On multiple occasions, Salgado has had to educate numerous people about the diversity of people who identify/are labeled as undocumented. In one such instance, he and others traveled by bus from California to Washington D.C. for a massive march on the capitol.
“A lot of them were faith-based groups,” recalls Salgado. “There were some immigrants who were very homophobic that would say homophobic things and, like, how do you navigate those spaces? You have to educate people, which I don’t have a problem with that. Working in kitchens with a lot of immigrant men and their machismo, you learn how to use humor.”
“That’s why I started making those pieces,” he continues. “It was for our communities to understand that if we’re talking about accepting people or creating policy that doesn’t criminalize us, we can think about other folks who are also part of our communities.”
“It was the same thing in queer spaces,” Salgado adds, recalling a similar incident that occurred during a Pride event in Long Beach nearly ten years ago when the conversations around the LGBTQ community centered on gay marriage and military enrollment.
“There was this Wells Fargo float at Pride, and I was booing them,” he explains. “Some gays around me were like, ‘This is not the time to be booing.’ And I was like, ‘Y’all know that Wells Fargo benefits from the incarceration, or invests in the incarceration, of immigrants.’ I was trying to have this conversation with white gays, and they were like, ‘yeah, but this is a time to celebrate. It’s not a time to be booing people.’ In my head, I’m like; Pride started as a riot! And all of a sudden, you’re being told that that part of you needs to be okay with the gay party?”
Since producing the UndocuQueer series in 2012, Salgado has continued to paint portraits in various styles. The subject matter still relates to a life lived as undocumented and queer but has shifted from a demand to acknowledge one’s existence to simply existing on one’s own terms. For example, he created a piece that features a student dressed in a graduation cap and gown in that same year, flipping the viewer off with one hand. The text above them reads, “I’d Rather Die Undocumented Than Die For Your Acceptance.” Another piece in 2017 features a graduation cap sitting on the ground. The text above it states, “No Longer Interested In Convincing You Of My Humanity.”

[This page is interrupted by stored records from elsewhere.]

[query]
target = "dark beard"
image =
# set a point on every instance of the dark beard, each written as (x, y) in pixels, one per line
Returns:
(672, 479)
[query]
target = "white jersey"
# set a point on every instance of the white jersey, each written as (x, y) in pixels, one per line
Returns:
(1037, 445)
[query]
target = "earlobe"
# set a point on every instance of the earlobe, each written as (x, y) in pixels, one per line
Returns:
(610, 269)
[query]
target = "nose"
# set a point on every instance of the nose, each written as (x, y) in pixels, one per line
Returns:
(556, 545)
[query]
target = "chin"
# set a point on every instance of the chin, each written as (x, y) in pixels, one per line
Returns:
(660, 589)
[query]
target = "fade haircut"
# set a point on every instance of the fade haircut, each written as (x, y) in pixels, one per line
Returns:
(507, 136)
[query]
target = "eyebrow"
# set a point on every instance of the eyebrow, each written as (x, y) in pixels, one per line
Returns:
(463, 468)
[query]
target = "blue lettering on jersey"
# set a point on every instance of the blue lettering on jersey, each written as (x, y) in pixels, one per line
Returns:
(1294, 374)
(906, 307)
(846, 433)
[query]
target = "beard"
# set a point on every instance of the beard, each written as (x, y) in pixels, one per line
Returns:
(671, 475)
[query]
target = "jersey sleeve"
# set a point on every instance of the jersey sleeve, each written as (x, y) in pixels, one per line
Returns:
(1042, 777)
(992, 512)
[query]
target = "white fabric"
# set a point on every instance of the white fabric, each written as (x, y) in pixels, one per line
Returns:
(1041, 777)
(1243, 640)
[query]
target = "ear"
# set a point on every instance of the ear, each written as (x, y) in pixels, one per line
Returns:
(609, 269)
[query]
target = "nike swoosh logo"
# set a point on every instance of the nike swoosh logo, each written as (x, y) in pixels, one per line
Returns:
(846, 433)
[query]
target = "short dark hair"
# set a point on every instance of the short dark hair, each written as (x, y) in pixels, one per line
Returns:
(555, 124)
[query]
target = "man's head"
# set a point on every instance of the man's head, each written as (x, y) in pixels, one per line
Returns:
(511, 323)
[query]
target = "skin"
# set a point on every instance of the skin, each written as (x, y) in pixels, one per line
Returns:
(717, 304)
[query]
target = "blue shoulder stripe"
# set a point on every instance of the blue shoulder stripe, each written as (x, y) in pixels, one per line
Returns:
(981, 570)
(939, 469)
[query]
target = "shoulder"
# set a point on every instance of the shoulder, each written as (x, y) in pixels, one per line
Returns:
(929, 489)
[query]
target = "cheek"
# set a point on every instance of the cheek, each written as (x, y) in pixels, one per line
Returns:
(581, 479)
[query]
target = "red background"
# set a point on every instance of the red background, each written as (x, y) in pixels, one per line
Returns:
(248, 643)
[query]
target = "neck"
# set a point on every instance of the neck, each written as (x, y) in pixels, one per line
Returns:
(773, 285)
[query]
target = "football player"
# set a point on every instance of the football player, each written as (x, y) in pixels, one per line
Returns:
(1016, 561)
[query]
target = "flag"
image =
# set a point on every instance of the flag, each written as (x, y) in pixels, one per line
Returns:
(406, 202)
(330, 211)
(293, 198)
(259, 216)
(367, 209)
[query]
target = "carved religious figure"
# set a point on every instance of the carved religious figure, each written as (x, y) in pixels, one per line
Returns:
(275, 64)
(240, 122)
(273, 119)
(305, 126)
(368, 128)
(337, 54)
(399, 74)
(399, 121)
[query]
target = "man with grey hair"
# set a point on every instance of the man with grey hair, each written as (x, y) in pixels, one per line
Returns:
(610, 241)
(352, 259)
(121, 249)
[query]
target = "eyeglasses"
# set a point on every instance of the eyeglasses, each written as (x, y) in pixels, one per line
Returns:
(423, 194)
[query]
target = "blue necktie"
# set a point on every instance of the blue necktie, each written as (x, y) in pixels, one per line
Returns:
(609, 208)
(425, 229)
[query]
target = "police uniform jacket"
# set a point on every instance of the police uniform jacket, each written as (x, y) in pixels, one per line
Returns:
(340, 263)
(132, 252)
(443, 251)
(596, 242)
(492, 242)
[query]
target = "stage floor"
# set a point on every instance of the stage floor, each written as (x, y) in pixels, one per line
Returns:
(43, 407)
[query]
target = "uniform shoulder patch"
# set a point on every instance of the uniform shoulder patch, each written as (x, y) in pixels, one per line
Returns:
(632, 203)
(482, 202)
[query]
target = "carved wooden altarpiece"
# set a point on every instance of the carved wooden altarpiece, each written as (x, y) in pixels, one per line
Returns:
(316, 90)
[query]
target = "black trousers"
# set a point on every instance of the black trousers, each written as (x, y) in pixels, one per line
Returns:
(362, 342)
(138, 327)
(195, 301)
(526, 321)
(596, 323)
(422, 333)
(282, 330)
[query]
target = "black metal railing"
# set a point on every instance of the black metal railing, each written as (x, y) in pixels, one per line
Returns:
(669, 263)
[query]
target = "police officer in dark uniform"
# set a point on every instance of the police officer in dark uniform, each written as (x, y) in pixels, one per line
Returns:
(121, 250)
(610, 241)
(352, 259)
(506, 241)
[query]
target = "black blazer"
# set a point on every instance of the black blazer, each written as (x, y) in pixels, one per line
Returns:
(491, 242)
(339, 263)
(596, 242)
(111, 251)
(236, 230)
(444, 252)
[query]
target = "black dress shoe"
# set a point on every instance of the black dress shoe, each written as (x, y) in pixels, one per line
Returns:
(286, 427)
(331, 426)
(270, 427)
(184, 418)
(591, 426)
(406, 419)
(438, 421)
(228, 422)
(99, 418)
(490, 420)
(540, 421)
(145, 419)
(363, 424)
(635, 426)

“At this point where I’m at in my life, I want to make art that is not just focusing on me being sad all the time,” says Salgado. “It’s time to move on. Let’s make art that gets into all the things that we are as immigrants, as queer people, as people of color. One book, one film, one piece of art is not going to cover it all. We need a lot of voices.”
To that end, Salgado launched The Disruptors Fellowship via the Center for Cultural Power in Oakland. The fellowship is designed to support “emerging television writers of color who identify as transgender, non-binary, disabled or undocumented/formerly undocumented” in Los Angeles by providing them with mentorship, master classes, and a monthly stipend to support their work to disrupt the status quo in Hollywood. This year, fellowship winners will learn from Linda Yvette Chávez, co-creator of ‘Gentefied,’ and Josh Siegal, a writer on ’30 Rock,’ who will teach a master class.
“I’ve been really lucky to have been able to connect with people that are working in Hollywood,” says Salgado. “My art has been used in a couple of TV shows, and that’s nice, but let’s create networks, let’s create systems that get us there because I wouldn’t be here without the mentorship of other folks.”
Salgado is also the resident illustrator for Cumbiatón, an intergenerational dance party founded by Zacil Pech and Norma Fajardo in 2017, created to form an inclusive and safe space for undocumented and queer people of color. He sees it as a fun way to create a positive environment for marginalized people while also utilizing the space to educate others.
“When I was in college, and I was introduced to the Riot Girl movement using music, using punk shows to educate folks, I was influenced by that,” explains Salgado. “We need to do that in our communities ourselves. I think it’s great, and it’s messy, and I love it!”